Using Cross Validation Set: We first optimize the weights using the training set for each polynomial degree. Then find the polynomial degree d with the least error using the cross validation set. Finally estimate the generalization error using the test set. This way the degree of polynomial d has not been trained using the test set.

Bias vs. Variance: Either bias or variance is the main reason contributing the large errors in prediction. High bias is underfitting and high variance is overfitting. We need to find a mean between these two. The training error tends to decrease as we increase the degree of polynomial whereas cross validation error first decreases up to a point and the inceases as we increase d.
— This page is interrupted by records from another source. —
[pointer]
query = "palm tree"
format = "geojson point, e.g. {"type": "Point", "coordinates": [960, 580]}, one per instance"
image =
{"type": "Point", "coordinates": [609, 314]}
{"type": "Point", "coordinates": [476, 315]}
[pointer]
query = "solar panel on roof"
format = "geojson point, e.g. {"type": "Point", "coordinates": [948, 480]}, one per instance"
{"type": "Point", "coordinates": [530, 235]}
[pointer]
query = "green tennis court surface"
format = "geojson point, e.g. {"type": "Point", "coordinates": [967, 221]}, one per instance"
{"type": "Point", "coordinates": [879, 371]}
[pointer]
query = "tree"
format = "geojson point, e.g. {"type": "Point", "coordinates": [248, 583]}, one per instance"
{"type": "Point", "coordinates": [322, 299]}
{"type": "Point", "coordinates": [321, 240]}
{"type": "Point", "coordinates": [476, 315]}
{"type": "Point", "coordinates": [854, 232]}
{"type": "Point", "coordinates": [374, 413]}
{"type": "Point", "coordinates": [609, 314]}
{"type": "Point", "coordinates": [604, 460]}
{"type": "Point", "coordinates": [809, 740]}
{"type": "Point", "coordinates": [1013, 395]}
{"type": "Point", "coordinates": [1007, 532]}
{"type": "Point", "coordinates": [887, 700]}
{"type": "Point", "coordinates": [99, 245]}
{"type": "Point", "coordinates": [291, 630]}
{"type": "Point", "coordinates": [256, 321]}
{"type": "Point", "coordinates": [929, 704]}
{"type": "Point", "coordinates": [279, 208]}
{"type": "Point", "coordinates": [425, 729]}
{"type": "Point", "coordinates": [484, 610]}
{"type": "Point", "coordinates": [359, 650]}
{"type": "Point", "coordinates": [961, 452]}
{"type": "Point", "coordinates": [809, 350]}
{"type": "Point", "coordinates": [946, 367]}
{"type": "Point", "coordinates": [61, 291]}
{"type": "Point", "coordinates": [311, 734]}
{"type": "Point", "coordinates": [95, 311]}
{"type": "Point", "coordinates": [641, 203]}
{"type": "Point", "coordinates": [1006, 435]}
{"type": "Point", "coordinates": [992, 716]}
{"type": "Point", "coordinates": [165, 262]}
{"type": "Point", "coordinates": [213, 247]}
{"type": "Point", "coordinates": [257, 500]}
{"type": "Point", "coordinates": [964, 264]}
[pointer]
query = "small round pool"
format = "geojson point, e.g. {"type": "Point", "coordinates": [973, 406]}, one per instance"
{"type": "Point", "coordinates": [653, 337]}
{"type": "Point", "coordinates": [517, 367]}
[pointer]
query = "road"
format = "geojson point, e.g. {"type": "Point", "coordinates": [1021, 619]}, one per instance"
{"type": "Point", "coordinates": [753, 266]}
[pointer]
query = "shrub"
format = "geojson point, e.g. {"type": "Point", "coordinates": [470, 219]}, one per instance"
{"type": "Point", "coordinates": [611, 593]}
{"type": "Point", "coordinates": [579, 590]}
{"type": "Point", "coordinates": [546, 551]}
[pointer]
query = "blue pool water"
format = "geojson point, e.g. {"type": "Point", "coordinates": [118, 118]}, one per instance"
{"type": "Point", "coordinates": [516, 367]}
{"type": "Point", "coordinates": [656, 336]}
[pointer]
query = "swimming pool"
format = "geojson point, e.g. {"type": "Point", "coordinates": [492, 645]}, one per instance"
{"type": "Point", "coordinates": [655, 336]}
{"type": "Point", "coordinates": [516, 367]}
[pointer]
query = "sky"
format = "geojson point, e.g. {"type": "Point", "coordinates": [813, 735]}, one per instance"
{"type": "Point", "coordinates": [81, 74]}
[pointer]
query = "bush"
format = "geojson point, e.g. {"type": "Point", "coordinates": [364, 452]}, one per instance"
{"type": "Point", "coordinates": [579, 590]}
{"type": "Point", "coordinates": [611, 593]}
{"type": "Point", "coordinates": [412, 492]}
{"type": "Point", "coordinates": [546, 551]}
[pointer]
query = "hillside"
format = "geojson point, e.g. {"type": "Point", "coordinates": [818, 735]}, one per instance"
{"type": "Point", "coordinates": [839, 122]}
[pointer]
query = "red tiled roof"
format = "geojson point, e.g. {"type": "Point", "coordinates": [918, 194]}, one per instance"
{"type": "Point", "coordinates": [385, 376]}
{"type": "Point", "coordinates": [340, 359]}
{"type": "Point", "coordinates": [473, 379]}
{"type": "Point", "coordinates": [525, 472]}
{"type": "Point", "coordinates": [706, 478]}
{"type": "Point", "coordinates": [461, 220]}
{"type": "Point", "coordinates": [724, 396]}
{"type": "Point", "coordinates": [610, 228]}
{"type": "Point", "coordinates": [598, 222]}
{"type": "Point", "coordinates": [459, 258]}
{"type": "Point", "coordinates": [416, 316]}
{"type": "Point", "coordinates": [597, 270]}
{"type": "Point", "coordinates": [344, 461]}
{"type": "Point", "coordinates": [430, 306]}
Regularization and Bias/Variance: As d contributes to bias or variance the other parameter is the regularization parameter lambda. A large lambda means High Bias means underfitting. Intermediate lambda means just right. A small lambda means the High Variance means overfitting. A large lambda heavily penalizes all the weights.

Learning Curves: If a learning algorithm is suffering from high bias, getting more training data will not help much. If a learning algorithm is suffering from high variance, getting more training data is likely to help.

Troubleshooting errors in prediction: (1) Getting more training examples fixes High Variance, (2) Trying smaller sets of features fixes High Variance, (3) Adding features fixes High Bias, (4) Adding polynomial features fixes High Bias (5) Decreasing lambda fixes high bias and (6) Increasing lambda fixes high variance.

Diagnosing Neural Networks: A neural network with fewer parameters is prone to underfitting. It is also computationally cheaper. A large neural network with more parameters is prone to overfitting. It is also computationally expensive. In this case you can use regularization (increase λ) to address the overfitting.

Bias-Variance trade-off: Complex model (high order polynomial degree) leads to high variance and low bias. Simple model (Low order polynomial degree) leads to low variance and high bias.

Regularization Effects: Small value of lambda allow model to lead large variance which leads to overfitting. Large value of lambda pull weight parameters to zero leading to large bias leading to underfitting.

Machine Learning System Design: Different ways we can approach a machine learning problem (a) Collect lots of data (b) Develop sophisticated features (c) Develop algorithm to process your input in different ways.